The President and his staff surely know this so the Buffett Rule likely refers to something else. It is impossible to say for sure since, as usual, the President’s plan is light on details. One likely direction the President may propose when details come out is to equalize the taxation of capital gains with the taxation of income for millionaires. The President wants the top income tax rate to be 39.6 percent like it was before the Bush tax cuts. And that’s just for starters. Perhaps the Buffet Rule would  then raise the capital gains rate to that level. This comes after three years of the President claiming he only wanted to raise the capital gains rate to 20 percent.

The Associated Press also picked up on the redundancy of the proposal, which seems geared more towards stirring up populist anger to the president’s political advantage than any actual policy objective. The AP’s fact-checking team, citing some of the same data as Dubay, wrote on Tuesday:

President Barack Obama makes it sound as if there are millionaires all over America paying taxes at lower rates than their secretaries…

The data tell a different story. On average, the wealthiest people in America pay a lot more taxes than the middle class or the poor, according to private and government data. They pay at a higher rate, and as a group, they contribute a much larger share of the overall taxes collected by the federal government.

An “Obama Sap” comes clean: New York Times columnist David Brooks laments in Tuesday’s paper:

When the president said the unemployed couldn’t wait 14 more months for help and we had to do something right away, I believed him. When administration officials called around saying that the possibility of a double-dip recession was horrifyingly real and that it would be irresponsible not to come up with a package that could pass right away, I believed them.

I liked Obama’s payroll tax cut ideas and urged Republicans to play along.

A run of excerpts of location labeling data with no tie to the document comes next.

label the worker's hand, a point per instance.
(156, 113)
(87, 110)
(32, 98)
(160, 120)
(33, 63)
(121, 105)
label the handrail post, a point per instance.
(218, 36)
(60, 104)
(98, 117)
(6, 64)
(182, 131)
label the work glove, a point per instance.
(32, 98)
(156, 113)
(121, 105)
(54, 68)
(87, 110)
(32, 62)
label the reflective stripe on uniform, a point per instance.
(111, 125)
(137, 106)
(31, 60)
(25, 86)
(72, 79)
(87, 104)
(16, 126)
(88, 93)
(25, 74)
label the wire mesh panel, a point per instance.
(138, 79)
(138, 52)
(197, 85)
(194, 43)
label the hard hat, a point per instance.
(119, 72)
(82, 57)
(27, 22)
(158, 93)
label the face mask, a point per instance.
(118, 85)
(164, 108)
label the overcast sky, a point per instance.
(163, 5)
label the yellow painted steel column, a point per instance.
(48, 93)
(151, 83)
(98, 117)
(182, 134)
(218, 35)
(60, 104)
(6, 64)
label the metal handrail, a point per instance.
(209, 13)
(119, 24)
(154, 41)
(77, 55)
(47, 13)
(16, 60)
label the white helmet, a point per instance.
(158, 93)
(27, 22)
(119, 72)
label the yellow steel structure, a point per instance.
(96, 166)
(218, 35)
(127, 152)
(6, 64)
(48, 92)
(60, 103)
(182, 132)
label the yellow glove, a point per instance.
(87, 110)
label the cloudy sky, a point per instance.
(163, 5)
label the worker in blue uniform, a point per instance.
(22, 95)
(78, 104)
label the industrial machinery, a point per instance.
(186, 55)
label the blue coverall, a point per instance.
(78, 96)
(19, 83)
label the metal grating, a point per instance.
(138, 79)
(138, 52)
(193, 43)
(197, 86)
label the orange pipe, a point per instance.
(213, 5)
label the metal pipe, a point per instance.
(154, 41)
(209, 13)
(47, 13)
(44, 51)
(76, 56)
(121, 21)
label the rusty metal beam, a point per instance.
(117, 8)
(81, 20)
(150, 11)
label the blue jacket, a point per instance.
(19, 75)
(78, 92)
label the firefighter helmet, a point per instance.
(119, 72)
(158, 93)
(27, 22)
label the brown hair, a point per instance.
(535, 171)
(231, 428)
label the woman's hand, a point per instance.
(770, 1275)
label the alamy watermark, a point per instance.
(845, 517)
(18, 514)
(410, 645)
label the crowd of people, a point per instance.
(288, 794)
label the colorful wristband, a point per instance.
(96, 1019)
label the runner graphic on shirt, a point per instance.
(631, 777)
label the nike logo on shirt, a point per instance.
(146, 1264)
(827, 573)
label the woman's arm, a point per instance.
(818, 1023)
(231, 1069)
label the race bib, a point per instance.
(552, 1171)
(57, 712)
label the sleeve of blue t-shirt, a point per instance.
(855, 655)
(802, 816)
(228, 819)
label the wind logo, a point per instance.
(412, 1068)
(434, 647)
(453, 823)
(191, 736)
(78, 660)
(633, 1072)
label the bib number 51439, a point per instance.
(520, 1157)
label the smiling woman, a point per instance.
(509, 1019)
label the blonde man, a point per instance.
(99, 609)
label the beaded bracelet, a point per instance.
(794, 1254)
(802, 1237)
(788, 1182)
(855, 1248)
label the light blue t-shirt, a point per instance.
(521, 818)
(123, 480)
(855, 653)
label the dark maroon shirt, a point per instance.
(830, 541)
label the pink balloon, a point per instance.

But of course I’m a sap. When the president unveiled the second half of his stimulus it became clear that this package has nothing to do with helping people right away or averting a double dip. This is a campaign marker, not a jobs bill.

One wonders why it took Brooks so long to come to this realization, given that campaigning from the Oval Office has been a hallmark of this presidency.

Fast and Furious developments: A recording obtained by CBS News suggests that the FBI may have covered up a third weapon from the botched AFT operation at the scene of Border Patrol agent Brian Terry’s murder. The conversation between an ATF special agent and the proprietor of a gun store used as part of the operation mentions “three weapons” found at the scene. Take a listen:

House Oversight Committee Chairman Darrell Issa is holding a conference call for the press this morning. Scribe will have the details for you as they come in.

Strange bedfellows: Sarah Palin is “a lot smarter than most people credit her,” says…Ralph Nader?!

Disarray in the west?: “US and European diplomats are scrambling to stave off a Palestinian quest for statehood at the United Nations on the eve of the world body’s annual General Assembly,” ABC News reports.

Hope and Change: Female staffers felt frozen out of White House decisions, the Washington Post reports.

Imbalance breakdown: Keith Hennessey takes apart the president’s “balanced approach” claims.